Eager, unmasked, she lingers
Heart-sick and hunger sore;
With hot, dry, jeweled fingers
Stretched out, beside her door,
Offering with gnawing haste
Her cup, whereof who taste,
(She promises not better) thirst far more.

What moves me then, to drink it?
— Her spells, which all around
So change the land, we think it
A great waste where a sound
Of wind like tales twice told
Blusters, and cloud is rolled
Always above yet no rain falls to ground.

Across drab iteration
Of bare hills, line on line,
The long road’s sinuation
Leads on. The witch’s wine,
Though promising nothing, seems
In that land of no streams,
To promise best — the unrelished anodyne.
Three, in a saying by Jesus that you yourself have quoted to me, “‘You have heard that it was said, “You shall not commit adultery.” But I say to you that everyone who looks at a woman with lust has already committed adultery with her in his heart’” (Matthew 5.27-8). Masturbation, at least for me, pretty much requires that I commit adultery in my heart, as images of women I have known and seen are instrumental to the act. And before I was married it pretty much meant that I committed fornication in my heart.

Since I have been accused of the faults of the Pharisees, hair-splitting and unthinking rule-following, I would like to explain what I think is the spirit, rather than the letter of this law. First, I don’t think that Jesus thought committing adultery in the heart to be wrong, but committing fornication in the heart to be permissible. Second, I don’t think this line condemns those who look at a woman and find themselves momentarily enraptured, even momentarily caught up in a fantasy. I think it condemns those who cultivate such thoughts, dishonoring the independence and privacy of those they use in their daydreams, wasting the time of their brains and bodies, directing their desires towards that which is sinful.
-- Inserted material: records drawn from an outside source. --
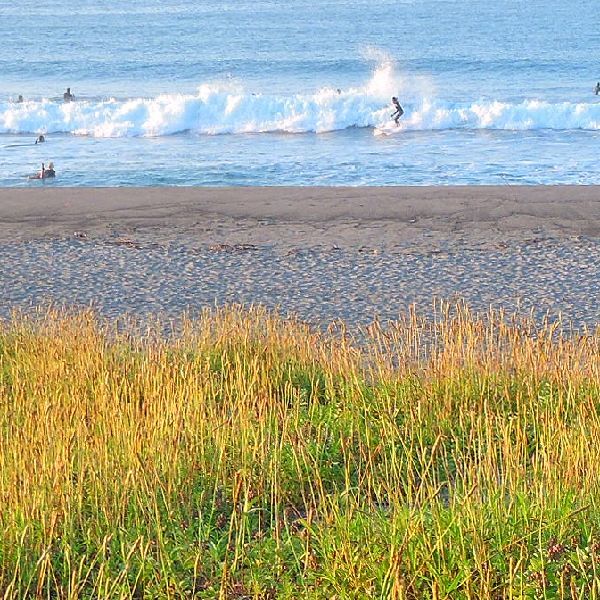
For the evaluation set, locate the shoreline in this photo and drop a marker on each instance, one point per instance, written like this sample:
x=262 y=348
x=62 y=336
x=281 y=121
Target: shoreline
x=304 y=217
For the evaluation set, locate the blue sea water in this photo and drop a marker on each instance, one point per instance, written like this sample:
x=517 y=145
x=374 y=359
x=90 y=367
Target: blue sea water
x=275 y=92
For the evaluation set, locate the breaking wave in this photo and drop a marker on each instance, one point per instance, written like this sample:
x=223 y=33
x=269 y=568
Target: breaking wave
x=228 y=109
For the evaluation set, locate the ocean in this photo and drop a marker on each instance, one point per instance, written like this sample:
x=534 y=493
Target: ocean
x=274 y=92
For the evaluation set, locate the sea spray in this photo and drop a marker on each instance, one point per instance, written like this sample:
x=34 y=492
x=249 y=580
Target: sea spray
x=227 y=108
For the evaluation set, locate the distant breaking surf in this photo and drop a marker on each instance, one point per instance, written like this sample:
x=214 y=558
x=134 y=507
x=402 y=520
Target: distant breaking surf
x=222 y=109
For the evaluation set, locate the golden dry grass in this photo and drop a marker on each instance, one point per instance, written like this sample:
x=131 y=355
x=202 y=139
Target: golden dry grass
x=251 y=457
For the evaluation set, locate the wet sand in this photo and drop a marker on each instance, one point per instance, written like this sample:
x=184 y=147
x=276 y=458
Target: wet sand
x=318 y=253
x=304 y=217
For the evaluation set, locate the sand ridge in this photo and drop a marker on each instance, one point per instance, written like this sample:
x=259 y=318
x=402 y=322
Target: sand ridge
x=303 y=217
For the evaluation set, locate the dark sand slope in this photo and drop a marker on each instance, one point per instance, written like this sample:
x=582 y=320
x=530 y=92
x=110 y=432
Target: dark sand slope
x=320 y=253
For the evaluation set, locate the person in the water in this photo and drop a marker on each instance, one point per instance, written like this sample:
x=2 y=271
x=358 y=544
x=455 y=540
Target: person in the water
x=45 y=173
x=398 y=112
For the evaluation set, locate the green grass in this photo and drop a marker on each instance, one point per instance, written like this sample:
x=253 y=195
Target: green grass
x=251 y=457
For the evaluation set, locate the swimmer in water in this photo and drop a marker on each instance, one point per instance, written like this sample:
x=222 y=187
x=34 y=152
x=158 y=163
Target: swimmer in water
x=45 y=173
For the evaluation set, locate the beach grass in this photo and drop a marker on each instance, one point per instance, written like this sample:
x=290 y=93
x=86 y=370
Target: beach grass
x=243 y=455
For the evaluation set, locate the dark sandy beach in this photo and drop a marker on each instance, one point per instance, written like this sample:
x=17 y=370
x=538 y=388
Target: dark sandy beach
x=321 y=253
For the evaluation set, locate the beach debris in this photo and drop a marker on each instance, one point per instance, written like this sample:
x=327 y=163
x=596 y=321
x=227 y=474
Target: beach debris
x=232 y=247
x=129 y=243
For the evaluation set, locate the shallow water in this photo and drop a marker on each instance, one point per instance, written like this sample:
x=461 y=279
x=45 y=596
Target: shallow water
x=246 y=93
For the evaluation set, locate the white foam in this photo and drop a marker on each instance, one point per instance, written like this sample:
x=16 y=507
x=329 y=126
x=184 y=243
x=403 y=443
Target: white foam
x=228 y=108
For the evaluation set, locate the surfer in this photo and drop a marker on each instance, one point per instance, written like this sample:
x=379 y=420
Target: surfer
x=398 y=112
x=45 y=173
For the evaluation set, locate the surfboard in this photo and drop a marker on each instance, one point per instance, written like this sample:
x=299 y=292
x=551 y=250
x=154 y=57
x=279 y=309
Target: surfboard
x=389 y=128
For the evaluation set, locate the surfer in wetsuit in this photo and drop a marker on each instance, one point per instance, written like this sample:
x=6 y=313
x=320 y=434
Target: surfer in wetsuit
x=45 y=173
x=398 y=112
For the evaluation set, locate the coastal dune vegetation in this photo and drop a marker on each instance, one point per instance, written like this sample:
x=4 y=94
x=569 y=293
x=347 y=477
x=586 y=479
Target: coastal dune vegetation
x=245 y=455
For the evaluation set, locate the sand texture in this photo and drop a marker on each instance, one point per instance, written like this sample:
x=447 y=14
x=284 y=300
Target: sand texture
x=318 y=253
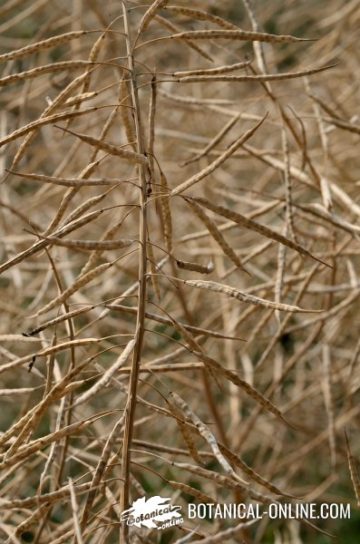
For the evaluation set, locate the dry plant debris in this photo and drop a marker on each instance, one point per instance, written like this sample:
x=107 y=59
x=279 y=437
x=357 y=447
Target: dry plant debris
x=179 y=265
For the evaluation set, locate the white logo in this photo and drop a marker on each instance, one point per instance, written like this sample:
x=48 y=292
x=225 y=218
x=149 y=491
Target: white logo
x=154 y=513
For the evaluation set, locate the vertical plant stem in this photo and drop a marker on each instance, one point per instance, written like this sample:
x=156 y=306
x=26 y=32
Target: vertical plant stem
x=139 y=332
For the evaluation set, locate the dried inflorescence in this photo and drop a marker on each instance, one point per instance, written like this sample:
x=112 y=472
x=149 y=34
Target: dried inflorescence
x=175 y=180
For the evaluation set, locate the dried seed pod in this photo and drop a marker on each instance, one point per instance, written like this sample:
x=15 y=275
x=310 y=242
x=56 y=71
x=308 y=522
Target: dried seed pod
x=195 y=267
x=245 y=297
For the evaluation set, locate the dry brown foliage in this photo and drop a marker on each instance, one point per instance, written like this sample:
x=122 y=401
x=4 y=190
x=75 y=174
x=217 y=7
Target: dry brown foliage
x=179 y=191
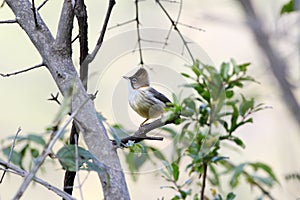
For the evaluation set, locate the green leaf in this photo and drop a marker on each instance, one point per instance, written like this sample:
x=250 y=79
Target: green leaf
x=196 y=70
x=288 y=7
x=215 y=180
x=175 y=170
x=219 y=158
x=16 y=157
x=229 y=94
x=234 y=117
x=230 y=196
x=234 y=181
x=225 y=70
x=265 y=168
x=158 y=154
x=34 y=153
x=186 y=75
x=245 y=105
x=238 y=141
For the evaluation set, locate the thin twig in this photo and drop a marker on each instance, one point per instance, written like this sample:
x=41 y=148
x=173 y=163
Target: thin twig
x=22 y=71
x=47 y=150
x=23 y=173
x=77 y=167
x=10 y=153
x=34 y=14
x=92 y=55
x=171 y=27
x=191 y=27
x=138 y=31
x=9 y=21
x=173 y=23
x=121 y=24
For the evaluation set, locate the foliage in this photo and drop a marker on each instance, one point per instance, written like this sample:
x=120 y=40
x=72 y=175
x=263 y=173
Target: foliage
x=209 y=118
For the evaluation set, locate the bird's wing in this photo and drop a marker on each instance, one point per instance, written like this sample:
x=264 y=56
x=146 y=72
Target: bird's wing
x=159 y=95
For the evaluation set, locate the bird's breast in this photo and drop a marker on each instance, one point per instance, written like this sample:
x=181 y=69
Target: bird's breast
x=144 y=103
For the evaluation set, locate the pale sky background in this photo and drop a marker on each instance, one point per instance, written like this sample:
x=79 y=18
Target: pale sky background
x=273 y=137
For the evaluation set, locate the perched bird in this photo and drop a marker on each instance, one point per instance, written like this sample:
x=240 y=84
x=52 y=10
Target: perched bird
x=143 y=99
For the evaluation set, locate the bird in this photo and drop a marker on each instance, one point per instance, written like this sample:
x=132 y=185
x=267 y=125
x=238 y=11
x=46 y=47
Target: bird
x=144 y=99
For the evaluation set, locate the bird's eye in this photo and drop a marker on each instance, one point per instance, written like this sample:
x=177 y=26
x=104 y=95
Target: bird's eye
x=134 y=80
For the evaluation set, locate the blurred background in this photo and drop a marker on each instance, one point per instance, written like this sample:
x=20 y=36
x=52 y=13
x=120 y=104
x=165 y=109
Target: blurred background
x=273 y=138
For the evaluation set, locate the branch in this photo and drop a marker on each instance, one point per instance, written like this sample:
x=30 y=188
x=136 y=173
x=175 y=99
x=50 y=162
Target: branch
x=22 y=71
x=92 y=55
x=64 y=32
x=173 y=23
x=276 y=62
x=81 y=15
x=70 y=175
x=9 y=21
x=23 y=173
x=138 y=31
x=59 y=63
x=11 y=153
x=47 y=150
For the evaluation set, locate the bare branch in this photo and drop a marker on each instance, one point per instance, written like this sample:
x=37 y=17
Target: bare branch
x=59 y=63
x=11 y=153
x=138 y=31
x=92 y=55
x=65 y=26
x=47 y=150
x=121 y=24
x=23 y=173
x=173 y=23
x=81 y=15
x=22 y=71
x=276 y=62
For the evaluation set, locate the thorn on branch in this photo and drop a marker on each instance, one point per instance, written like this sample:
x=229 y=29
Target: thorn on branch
x=22 y=71
x=44 y=2
x=34 y=10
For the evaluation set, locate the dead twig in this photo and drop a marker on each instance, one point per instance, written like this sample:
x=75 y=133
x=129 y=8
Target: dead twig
x=10 y=153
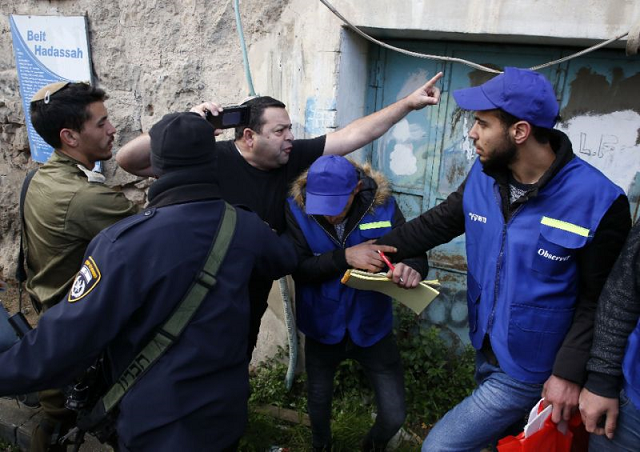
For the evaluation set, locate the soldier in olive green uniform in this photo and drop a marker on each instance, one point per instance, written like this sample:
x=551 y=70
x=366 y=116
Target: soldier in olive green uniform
x=65 y=206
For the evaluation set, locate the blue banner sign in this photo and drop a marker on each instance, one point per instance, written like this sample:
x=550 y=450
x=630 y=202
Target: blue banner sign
x=48 y=49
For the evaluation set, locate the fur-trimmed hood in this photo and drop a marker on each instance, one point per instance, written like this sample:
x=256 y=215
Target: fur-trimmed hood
x=375 y=186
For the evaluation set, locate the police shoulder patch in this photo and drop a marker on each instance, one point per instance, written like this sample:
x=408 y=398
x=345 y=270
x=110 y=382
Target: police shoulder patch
x=86 y=280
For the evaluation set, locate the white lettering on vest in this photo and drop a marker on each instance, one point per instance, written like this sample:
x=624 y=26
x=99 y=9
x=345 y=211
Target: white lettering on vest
x=479 y=218
x=547 y=255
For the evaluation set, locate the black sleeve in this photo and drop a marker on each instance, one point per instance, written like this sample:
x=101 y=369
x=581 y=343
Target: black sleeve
x=420 y=263
x=436 y=226
x=311 y=268
x=616 y=317
x=594 y=264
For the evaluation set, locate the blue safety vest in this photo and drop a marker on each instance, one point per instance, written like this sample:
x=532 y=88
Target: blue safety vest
x=522 y=280
x=325 y=311
x=631 y=367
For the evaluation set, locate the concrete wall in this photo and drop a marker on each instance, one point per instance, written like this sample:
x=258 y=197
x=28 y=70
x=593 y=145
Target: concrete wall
x=157 y=56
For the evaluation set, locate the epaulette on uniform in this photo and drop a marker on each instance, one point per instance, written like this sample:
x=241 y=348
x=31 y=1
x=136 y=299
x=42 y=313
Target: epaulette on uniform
x=243 y=207
x=115 y=231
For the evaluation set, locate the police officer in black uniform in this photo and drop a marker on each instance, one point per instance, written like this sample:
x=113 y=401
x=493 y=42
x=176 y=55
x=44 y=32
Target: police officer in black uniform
x=134 y=274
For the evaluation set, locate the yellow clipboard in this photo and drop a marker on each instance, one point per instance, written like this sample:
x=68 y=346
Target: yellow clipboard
x=416 y=299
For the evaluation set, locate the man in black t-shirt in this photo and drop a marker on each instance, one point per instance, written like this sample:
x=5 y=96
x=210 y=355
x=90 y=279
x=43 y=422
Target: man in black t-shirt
x=256 y=168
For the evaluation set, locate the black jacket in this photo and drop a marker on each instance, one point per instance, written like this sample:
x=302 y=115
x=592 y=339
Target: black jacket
x=445 y=221
x=375 y=191
x=617 y=317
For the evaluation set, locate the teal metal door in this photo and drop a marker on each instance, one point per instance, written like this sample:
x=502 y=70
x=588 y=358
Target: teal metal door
x=428 y=154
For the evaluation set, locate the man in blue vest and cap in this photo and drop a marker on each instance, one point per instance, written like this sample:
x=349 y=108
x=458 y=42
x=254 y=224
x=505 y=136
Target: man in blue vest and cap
x=543 y=229
x=335 y=211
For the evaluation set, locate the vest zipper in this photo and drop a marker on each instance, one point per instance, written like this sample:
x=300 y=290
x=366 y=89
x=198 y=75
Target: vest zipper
x=496 y=288
x=347 y=234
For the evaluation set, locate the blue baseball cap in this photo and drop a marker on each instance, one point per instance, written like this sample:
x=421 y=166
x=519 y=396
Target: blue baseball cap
x=330 y=181
x=525 y=94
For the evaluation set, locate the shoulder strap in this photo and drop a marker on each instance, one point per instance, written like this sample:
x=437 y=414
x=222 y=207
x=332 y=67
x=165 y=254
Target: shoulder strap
x=21 y=272
x=170 y=331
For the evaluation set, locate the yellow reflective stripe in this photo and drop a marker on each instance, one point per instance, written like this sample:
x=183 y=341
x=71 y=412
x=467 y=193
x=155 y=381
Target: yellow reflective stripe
x=565 y=226
x=375 y=225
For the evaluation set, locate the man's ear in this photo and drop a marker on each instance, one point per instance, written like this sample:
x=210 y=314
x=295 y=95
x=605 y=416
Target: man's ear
x=69 y=137
x=520 y=131
x=248 y=136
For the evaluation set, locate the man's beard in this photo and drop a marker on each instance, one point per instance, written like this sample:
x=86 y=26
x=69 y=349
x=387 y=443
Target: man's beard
x=502 y=156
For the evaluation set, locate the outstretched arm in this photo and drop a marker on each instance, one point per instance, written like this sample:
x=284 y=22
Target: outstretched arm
x=364 y=130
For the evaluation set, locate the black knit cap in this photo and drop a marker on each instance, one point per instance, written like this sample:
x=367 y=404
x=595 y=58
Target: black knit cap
x=181 y=140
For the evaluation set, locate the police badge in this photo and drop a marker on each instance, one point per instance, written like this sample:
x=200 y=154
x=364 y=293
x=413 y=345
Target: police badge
x=87 y=278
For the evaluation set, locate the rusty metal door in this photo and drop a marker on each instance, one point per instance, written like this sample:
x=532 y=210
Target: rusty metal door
x=428 y=154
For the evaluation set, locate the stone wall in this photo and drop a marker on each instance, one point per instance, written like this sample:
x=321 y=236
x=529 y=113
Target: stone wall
x=157 y=56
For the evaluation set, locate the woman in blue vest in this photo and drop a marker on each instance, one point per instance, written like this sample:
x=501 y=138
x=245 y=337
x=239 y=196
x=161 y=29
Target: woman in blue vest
x=543 y=229
x=335 y=211
x=612 y=415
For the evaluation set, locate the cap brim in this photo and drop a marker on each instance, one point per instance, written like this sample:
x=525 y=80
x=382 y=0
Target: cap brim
x=473 y=99
x=325 y=205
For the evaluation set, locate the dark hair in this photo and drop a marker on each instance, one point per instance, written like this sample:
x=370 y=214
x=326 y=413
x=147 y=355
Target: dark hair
x=541 y=134
x=67 y=108
x=257 y=106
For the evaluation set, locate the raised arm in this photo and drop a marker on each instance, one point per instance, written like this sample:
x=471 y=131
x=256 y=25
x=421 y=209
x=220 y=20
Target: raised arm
x=364 y=130
x=135 y=156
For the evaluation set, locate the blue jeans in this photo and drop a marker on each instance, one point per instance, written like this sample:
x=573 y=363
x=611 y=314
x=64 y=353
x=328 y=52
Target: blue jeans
x=482 y=418
x=627 y=434
x=382 y=366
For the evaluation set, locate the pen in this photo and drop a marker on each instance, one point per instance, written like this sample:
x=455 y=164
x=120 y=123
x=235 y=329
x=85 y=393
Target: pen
x=388 y=262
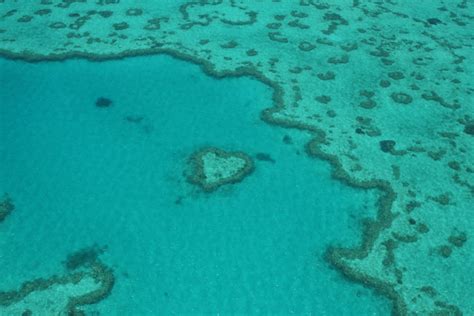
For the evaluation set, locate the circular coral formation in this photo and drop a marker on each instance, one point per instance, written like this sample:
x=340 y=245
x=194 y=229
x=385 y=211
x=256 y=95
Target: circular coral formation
x=213 y=167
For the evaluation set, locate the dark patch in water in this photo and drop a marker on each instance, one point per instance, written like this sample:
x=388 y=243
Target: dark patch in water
x=84 y=257
x=103 y=102
x=434 y=21
x=134 y=118
x=287 y=140
x=264 y=157
x=387 y=145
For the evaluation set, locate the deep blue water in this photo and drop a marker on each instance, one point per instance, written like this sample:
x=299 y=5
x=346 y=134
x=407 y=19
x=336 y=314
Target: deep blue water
x=81 y=175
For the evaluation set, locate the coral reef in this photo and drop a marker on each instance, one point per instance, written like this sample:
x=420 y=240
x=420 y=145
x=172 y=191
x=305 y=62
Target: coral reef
x=6 y=207
x=213 y=167
x=414 y=62
x=87 y=284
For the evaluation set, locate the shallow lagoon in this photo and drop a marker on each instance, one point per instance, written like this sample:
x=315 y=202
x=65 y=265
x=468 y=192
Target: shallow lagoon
x=81 y=175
I have from time to time been successful in resisting this temptation, but the only recent success has been the last two-to-three weeks. Thinking on how much my attempt to adhere to the Church’s teaching has angered and saddened my wife, her parents, and perhaps others, I realized that, if only out of justice to them, I need to resist the sins that are so easy for me to accomplish, and which are so self-serving in their aims. My other great sin is my laziness, or, if laziness is too strong a word, my resistance to getting things done, which allows me to be behind when I am at work, and allows me to accomplish very little of enduring consequence during the summer months, when I have talents and abilities that could be put to more use.

Regarding masturbation as a means to an end, as it is in the case of IVF, I would have a harder time judging it as immoral. If testicular cancer, for instance, could only be cured by an operation preceded by masturbation, I doubt there would be moral condemnation of the act. This agrees with what you have said about the intention of the act being important in the definition of sin.

One last comment: I have been somewhat faithful in my rejection of this action, but often only in a somewhat painful, legal sense. I still have not purged my mind of "the witch's wine," and will undoubtedly continue this struggle for much of my life.